In this 5 Minute Analysis we’ll focus on accessing and understanding the Kaggle LA Restaurant & Market Health Data in real-time, exploring the data, and pivoting the data to report the top violators of the health code and their violations.
Dataset: Kaggle LA Restaurant & Market Health Data
This blog post explores and analyzes the data using PivotBillions, available freely on docker.
Goals
- Load the data to Pivot Billions and view its structure.
- Explore the data using Pivot Billions built-in features.
- Pivot the data to organize it by violator name and violation to see the worst violators and report our findings.
Steps
Load the Data and View its Structure
- Download the dataset from Kaggle.
- Unzip your downloaded data.
- Access the Pivot Billions URL for your machine.
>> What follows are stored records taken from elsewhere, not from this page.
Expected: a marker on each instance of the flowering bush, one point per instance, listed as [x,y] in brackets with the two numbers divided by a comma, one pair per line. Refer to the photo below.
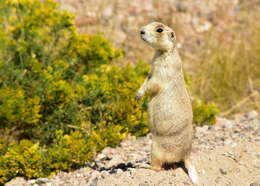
[61,101]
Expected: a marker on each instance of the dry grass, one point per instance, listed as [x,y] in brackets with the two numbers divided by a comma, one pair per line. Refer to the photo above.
[229,74]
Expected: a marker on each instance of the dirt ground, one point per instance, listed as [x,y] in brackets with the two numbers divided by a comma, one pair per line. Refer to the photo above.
[226,154]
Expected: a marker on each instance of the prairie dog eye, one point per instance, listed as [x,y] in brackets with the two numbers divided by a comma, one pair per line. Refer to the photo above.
[159,30]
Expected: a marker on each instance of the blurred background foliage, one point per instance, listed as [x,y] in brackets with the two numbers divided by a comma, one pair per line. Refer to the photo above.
[64,97]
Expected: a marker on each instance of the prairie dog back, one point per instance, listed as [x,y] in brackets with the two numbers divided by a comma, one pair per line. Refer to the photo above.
[169,110]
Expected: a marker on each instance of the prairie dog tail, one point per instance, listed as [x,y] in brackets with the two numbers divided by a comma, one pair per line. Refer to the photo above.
[191,171]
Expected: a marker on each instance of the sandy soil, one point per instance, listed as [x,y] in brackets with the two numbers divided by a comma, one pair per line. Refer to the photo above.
[227,154]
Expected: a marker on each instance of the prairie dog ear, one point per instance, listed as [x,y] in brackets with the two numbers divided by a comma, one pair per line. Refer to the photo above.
[172,35]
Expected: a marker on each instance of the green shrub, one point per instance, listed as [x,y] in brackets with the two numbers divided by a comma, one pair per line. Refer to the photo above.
[61,98]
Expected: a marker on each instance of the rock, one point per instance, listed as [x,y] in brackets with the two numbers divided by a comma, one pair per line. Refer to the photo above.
[222,171]
[254,184]
[18,181]
[251,114]
[228,141]
[41,181]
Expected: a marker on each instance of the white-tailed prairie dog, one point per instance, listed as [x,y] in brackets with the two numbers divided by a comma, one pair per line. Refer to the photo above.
[169,110]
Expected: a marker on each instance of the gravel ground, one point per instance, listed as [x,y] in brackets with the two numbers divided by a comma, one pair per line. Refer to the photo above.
[226,154]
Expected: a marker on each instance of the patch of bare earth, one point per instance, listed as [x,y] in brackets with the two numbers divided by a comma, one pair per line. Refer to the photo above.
[227,154]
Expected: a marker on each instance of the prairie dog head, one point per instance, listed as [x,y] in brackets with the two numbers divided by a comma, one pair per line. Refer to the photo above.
[159,36]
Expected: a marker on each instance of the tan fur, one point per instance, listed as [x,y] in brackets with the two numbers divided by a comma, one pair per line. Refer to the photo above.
[169,110]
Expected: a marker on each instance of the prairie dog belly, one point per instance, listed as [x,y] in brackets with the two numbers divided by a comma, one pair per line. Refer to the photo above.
[172,148]
[169,116]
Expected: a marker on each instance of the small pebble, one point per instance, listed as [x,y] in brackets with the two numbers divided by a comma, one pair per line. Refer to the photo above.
[223,171]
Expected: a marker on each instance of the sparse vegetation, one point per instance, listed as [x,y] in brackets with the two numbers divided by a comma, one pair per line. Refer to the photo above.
[228,74]
[62,99]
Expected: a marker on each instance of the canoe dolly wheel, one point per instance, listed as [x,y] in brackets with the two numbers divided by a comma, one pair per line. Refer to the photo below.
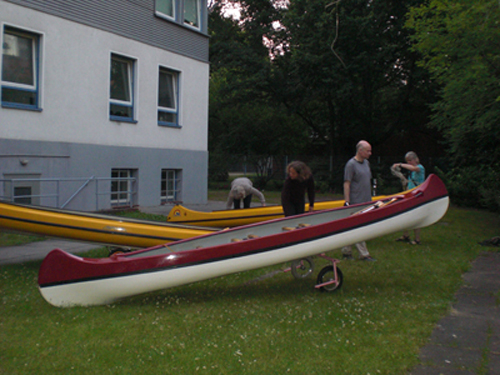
[327,277]
[302,268]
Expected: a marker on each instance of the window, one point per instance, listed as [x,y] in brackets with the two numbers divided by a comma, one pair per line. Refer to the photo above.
[192,13]
[121,91]
[20,51]
[166,7]
[186,12]
[170,185]
[168,97]
[22,194]
[121,187]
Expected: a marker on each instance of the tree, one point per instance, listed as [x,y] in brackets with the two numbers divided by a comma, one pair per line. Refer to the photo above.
[460,44]
[244,119]
[349,72]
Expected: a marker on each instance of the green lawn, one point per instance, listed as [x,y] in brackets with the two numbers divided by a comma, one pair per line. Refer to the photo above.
[248,324]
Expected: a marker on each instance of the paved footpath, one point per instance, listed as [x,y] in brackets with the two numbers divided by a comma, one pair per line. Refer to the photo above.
[468,340]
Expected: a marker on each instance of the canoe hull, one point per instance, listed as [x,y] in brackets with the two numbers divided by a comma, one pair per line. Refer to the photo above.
[94,228]
[67,280]
[233,218]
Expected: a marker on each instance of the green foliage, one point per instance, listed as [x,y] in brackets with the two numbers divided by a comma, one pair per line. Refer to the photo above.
[475,186]
[460,45]
[15,239]
[250,324]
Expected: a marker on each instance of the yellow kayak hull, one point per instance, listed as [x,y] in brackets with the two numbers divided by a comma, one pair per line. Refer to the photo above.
[233,218]
[103,229]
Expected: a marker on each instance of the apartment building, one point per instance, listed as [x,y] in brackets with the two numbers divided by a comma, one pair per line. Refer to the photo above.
[104,103]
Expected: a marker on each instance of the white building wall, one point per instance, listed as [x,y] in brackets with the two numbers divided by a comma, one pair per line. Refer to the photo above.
[75,67]
[72,136]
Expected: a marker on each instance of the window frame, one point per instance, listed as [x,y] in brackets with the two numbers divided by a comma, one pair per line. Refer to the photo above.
[122,197]
[175,110]
[165,15]
[179,14]
[175,177]
[36,45]
[198,14]
[131,64]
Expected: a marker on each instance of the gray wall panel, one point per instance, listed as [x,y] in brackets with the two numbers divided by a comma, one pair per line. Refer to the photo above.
[131,19]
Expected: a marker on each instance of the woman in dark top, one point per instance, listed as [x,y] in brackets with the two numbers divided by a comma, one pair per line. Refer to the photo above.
[299,180]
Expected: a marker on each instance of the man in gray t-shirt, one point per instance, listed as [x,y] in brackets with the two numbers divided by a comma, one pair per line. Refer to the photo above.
[357,189]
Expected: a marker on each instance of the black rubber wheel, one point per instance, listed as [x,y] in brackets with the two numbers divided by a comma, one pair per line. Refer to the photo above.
[302,268]
[327,274]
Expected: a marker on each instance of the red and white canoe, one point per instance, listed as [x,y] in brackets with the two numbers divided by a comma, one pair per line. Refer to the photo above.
[68,280]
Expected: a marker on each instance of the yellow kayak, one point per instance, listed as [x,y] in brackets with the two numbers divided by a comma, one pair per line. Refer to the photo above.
[233,218]
[93,227]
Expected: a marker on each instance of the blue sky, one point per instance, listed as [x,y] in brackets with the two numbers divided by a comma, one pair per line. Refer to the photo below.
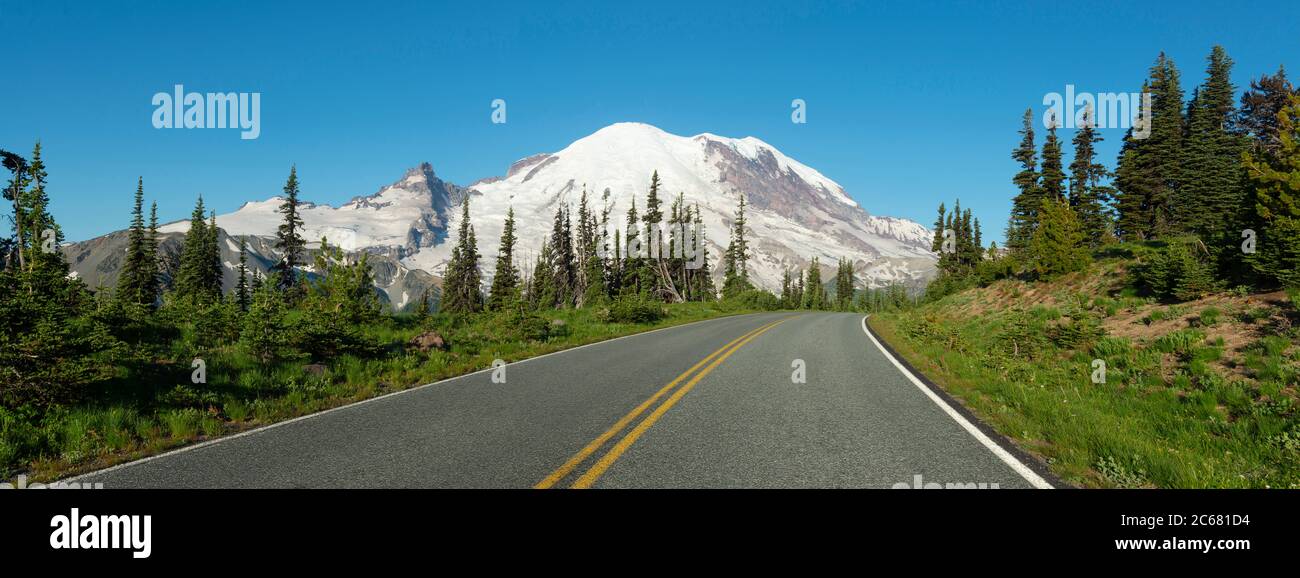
[909,103]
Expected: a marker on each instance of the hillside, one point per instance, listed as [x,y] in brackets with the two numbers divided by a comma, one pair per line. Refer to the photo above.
[1195,394]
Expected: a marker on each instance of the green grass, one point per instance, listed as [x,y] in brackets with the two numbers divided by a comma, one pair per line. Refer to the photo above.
[1169,414]
[154,407]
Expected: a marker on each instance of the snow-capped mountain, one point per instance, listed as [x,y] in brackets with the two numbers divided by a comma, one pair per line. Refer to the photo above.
[794,212]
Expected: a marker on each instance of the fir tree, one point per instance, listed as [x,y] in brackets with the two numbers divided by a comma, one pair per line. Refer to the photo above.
[736,273]
[191,279]
[632,246]
[242,292]
[131,278]
[505,283]
[1058,246]
[1257,117]
[152,265]
[1025,207]
[289,239]
[1053,175]
[1275,190]
[1087,192]
[1212,185]
[814,294]
[1149,169]
[937,243]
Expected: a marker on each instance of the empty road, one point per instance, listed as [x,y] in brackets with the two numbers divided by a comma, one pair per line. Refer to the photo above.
[710,404]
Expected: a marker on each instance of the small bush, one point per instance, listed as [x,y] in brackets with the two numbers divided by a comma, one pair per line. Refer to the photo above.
[1179,272]
[631,311]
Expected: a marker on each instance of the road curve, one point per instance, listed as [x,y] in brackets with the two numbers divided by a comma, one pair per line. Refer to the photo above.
[707,404]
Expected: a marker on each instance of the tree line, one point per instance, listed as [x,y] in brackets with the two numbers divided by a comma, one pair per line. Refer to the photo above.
[1210,185]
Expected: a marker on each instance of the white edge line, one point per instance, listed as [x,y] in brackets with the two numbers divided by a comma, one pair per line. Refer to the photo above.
[271,426]
[1028,474]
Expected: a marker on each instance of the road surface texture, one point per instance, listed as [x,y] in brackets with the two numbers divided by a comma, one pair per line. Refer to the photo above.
[707,404]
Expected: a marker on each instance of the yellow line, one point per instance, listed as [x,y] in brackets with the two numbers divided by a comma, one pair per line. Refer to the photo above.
[616,451]
[596,444]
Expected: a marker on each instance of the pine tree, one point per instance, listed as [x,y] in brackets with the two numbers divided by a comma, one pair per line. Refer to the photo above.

- Click the Plus (+) icon on the top right hand side of the window.
- Select Drag & Drop.
- Drag your downloaded “restaurant-and-market-health-violations.csv” file to the Drag & Drop box in Pivot Billions.
- Click the dropdown arrow to the right of the file in Pivot Billions to view the schema of the data and see a sample.
- Then select the left checkbox next to the file and click Preview at the bottom of the screen.
You can now see the columns and types of the dataset and modify them as you see fit. You can also view or change which column or columns are set as primary keys. When you are done viewing or modifying the data structure to be imported, click Import.
View and Explore the Data
After the data has been quickly imported you can now see and access all 272,801 rows of the data.
By hovering over each column name you can sort the data by that column, view that column’s distribution over all of the data, filter by the data in that column, or rename that column. We’ll view the distribution of the data by the owner’s name.
Click on the second icon (distribution) in for the owner_name column to see the distribution of total health code violations by owner.
You can quickly see that Ralphs Grocery and Levy Premium have the highest number of violations. It is worth noting that Levy Premium actually has the highest total violations; however, its data is spread across two slightly different owner names.
Pivot and Report the Data
Now that we know which owners had the highest number of violations, we want to drill down into the data and see which health codes each owner violated. This is made extremely simple and fast using Pivot Billions.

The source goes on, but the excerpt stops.